Implementing an Immutability Helper

In many programming paradigms, especially functional programming and when working with state management libraries, immutability is a crucial concept. Immutability ensures that data structures cannot be changed after they are created, leading to more predictable code, easier debugging, and safer concurrent operations. This challenge asks you to build a helper function that allows for shallow immutably updating of nested data structures.

Problem Description

Your task is to implement a function, let's call it immutableUpdate, that takes three arguments:

1. originalObject: The data structure (object or array) to be updated.
2. path: A sequence of keys or indices representing the path to the property to be updated. This path can be a string (e.g., "user.address.city") or an array of strings/numbers (e.g., ["user", "address", "city"] or ["items", 0, "name"]).
3. newValue: The new value to be assigned to the property at the specified path.

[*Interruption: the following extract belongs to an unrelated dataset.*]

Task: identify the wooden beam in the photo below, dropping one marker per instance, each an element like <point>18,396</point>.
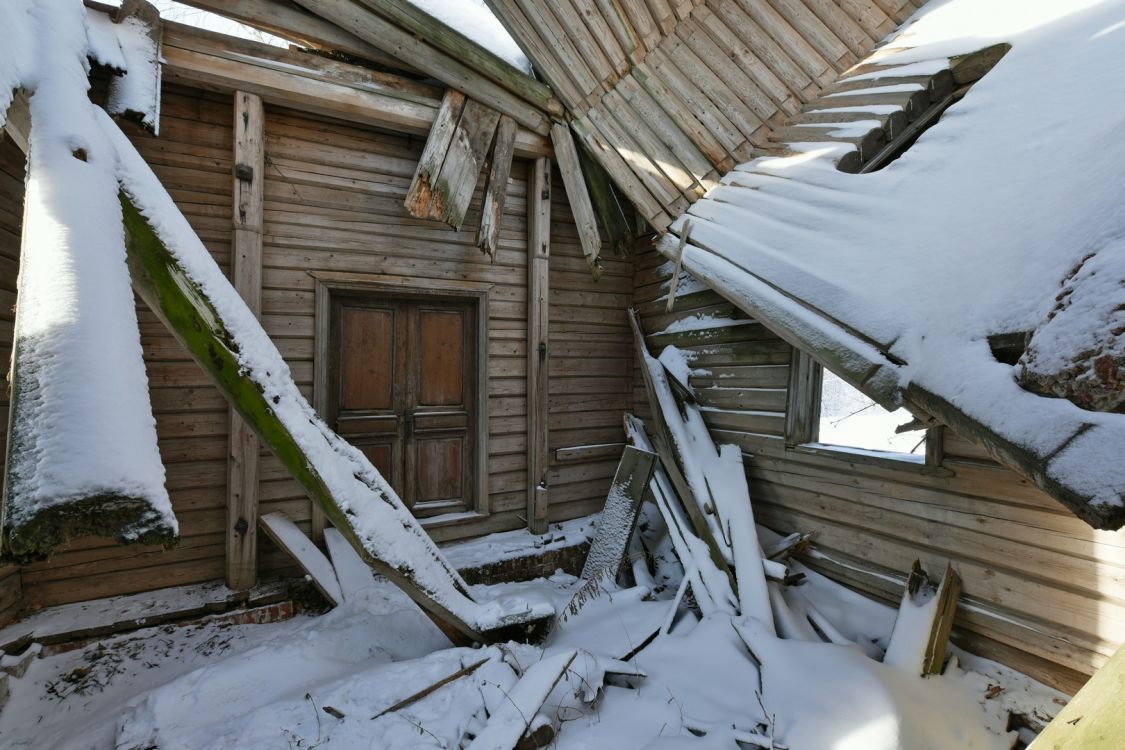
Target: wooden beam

The function should return a new object or array that is a deep copy of originalObject up to the point of modification, with the specified newValue applied at the path. All other parts of the originalObject should remain the same, but crucially, the returned structure should not share any mutable references with the original for the modified path and its ancestors. This is a shallow immutability helper, meaning only the objects/arrays along the path to the modification are duplicated; properties of those objects that are themselves objects or arrays are not recursively deep-copied unless they are part of the path.

Key Requirements:

• The originalObject must not be mutated.
• The function must handle nested objects and arrays.
• The path can be provided as a dot-separated string or an array of keys/indices.
• If any part of the path does not exist in the originalObject, the function should create it as a new object or array as needed to accommodate the update.

Expected Behavior: When immutableUpdate is called, it should return a completely new data structure. If you were to compare the returned structure with the original using reference equality, they should differ if any modification occurred.

Edge Cases:

• Updating a root-level property.
• Updating a property deep within nested structures.
• Updating an element in an array.
• Path does not exist, requiring creation of new intermediate objects/arrays.
• Empty path.
• originalObject is null or undefined.

Examples

Example 1:

Input:
originalObject = {
  user: {
    name: "Alice",
    address: {
      street: "123 Main St",
      city: "Anytown"
    }
  },
  settings: {
    theme: "dark"
  }
}
path = "user.address.city"
newValue = "Newville"

Output:
{
  user: {
    name: "Alice",
    address: {
      street: "123 Main St",
      city: "Newville" // Updated value
    }
  },
  settings: {
    theme: "dark" // Unchanged
  }
}

Explanation: A new object is returned. The path `user.address.city` was followed. A new object for `address` was created, and a new object for `user` was created, both containing copies of the unchanged properties from the original. `city` was updated to "Newville". The `settings` object remains a reference to the original `settings` object as it was not part of the modified path.

Example 2:

Input:
originalObject = [
  { id: 1, name: "Apple" },
  { id: 2, name: "Banana" }
]
path = ["0", "name"] // or path = ["0", 0] depending on interpretation, let's clarify: use array of string/number
newValue = "Apricot"

Output:
[
  { id: 1, name: "Apricot" }, // Updated name
  { id: 2, name: "Banana" }  // Unchanged
]

Explanation: A new array is returned. The path `[0].name` was followed. A new object for the first element (index 0) was created, and a new array was created. The name of the first element was updated to "Apricot".

Example 3:

Input:
originalObject = { a: 1 }
path = "b.c.d"
newValue = 10

Output:
{
  a: 1,
  b: {
    c: {
      d: 10 // Newly created path and value
    }
  }
}

Explanation: The original object `{ a: 1 }` is not mutated. A new object is returned. Since `b` did not exist, a new object for `b` was created. Since `c` did not exist within `b`, a new object for `c` was created. Finally, `d` was set to `10` within `c`.

Constraints

• The originalObject can be a JavaScript-like object (key-value pairs) or an array.
• The path can be a dot-separated string (e.g., "a.b.c") or an array of strings/numbers (e.g., ["a", "b", "c"] or ["items", 0, "name"]). Numbers in the path array represent array indices.
• The newValue can be any primitive value, object, or array.
• The function should be reasonably efficient, avoiding unnecessary deep copying. Performance should be acceptable for typical application state sizes.
• Handle cases where originalObject is null or undefined gracefully (e.g., return an appropriately updated new structure).

Notes

• Consider how to parse the dot-separated string path into an array of keys/indices.
• You'll need to recursively traverse the originalObject based on the parsed path.
• At each step of the traversal, create a new object or array to hold the updated subtree.
• Be mindful of differentiating between updating an object property and an array element.
• When creating new intermediate structures, ensure they are copies of the original's children that are not on the path being updated. For example, if updating user.address.city, the user object needs to be copied, and the address object within user needs to be copied. However, if user had another property like profile which is an object, profile itself would be shallow-copied (referenced) into the new user object, not deep-copied.